Another simple and perhaps quicker measure by which news publishers could make themselves more eligible for public funds – and this applies to the non-billionaire press such as the Guardian and the Mirror – is to accept the standard of independent regulation that was recommended by the Leveson Inquiry and endorsed by all parties in Parliament (including the Conservatives) in 2013.
It would not be a panacea for the dire problems of inaccuracy, discrimination and bullying that blight the national press, but it would be a start. The public would at least know that news publishers that breached the code of practice would be genuinely accountable to an independent, effective body that was as airtight against political interference as our constitution allows. (And much more airtight than IPSO).

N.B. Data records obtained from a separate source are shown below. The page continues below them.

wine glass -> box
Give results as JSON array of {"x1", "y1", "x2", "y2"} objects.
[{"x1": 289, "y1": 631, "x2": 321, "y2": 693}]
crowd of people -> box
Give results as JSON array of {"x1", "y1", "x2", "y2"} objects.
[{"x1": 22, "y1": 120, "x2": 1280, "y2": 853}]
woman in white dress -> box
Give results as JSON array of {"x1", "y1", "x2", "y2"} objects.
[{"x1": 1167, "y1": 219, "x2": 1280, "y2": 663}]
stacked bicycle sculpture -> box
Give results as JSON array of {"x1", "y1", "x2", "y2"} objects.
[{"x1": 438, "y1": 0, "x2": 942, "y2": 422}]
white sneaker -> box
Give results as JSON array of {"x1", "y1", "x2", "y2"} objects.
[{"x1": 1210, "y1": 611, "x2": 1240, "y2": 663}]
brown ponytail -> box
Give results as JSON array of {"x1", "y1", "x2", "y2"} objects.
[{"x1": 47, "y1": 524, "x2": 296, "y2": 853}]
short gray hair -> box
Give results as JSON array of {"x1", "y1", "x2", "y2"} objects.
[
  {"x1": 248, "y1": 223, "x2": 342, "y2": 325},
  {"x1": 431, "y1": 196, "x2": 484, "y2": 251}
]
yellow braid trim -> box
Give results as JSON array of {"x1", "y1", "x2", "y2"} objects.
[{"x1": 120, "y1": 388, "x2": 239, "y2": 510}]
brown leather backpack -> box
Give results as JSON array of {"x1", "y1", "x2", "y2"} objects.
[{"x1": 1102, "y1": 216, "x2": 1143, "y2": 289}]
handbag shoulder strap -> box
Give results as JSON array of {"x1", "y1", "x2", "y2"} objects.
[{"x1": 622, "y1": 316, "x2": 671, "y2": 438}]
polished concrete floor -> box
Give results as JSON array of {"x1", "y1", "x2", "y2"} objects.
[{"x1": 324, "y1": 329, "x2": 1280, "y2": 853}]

If newspapers want money, they should show that they are not afraid of such accountability either by joining IMPRESS, the existing Leveson-compliant regulator, or by setting up a regulator of their own that meets the standards. An honest Chancellor would make that a condition of any subsidy.
Accountability
Yes, COVID-19 has brought with it a crisis for many news publishers and many fine, hard-working journalists. But, the answer to that crisis is not to give billionaires cash that comes out of ordinary people’s taxes.
Let the billionaires exhaust their own funds and pay their own taxes first. Let them make their practices and finances accessible and transparent to taxpayers. Let them make their journalism properly accountable.
And, no matter how grave or urgent the crisis, we must never, ever allow a Chancellor to use subsidies to reward his party’s media supporters.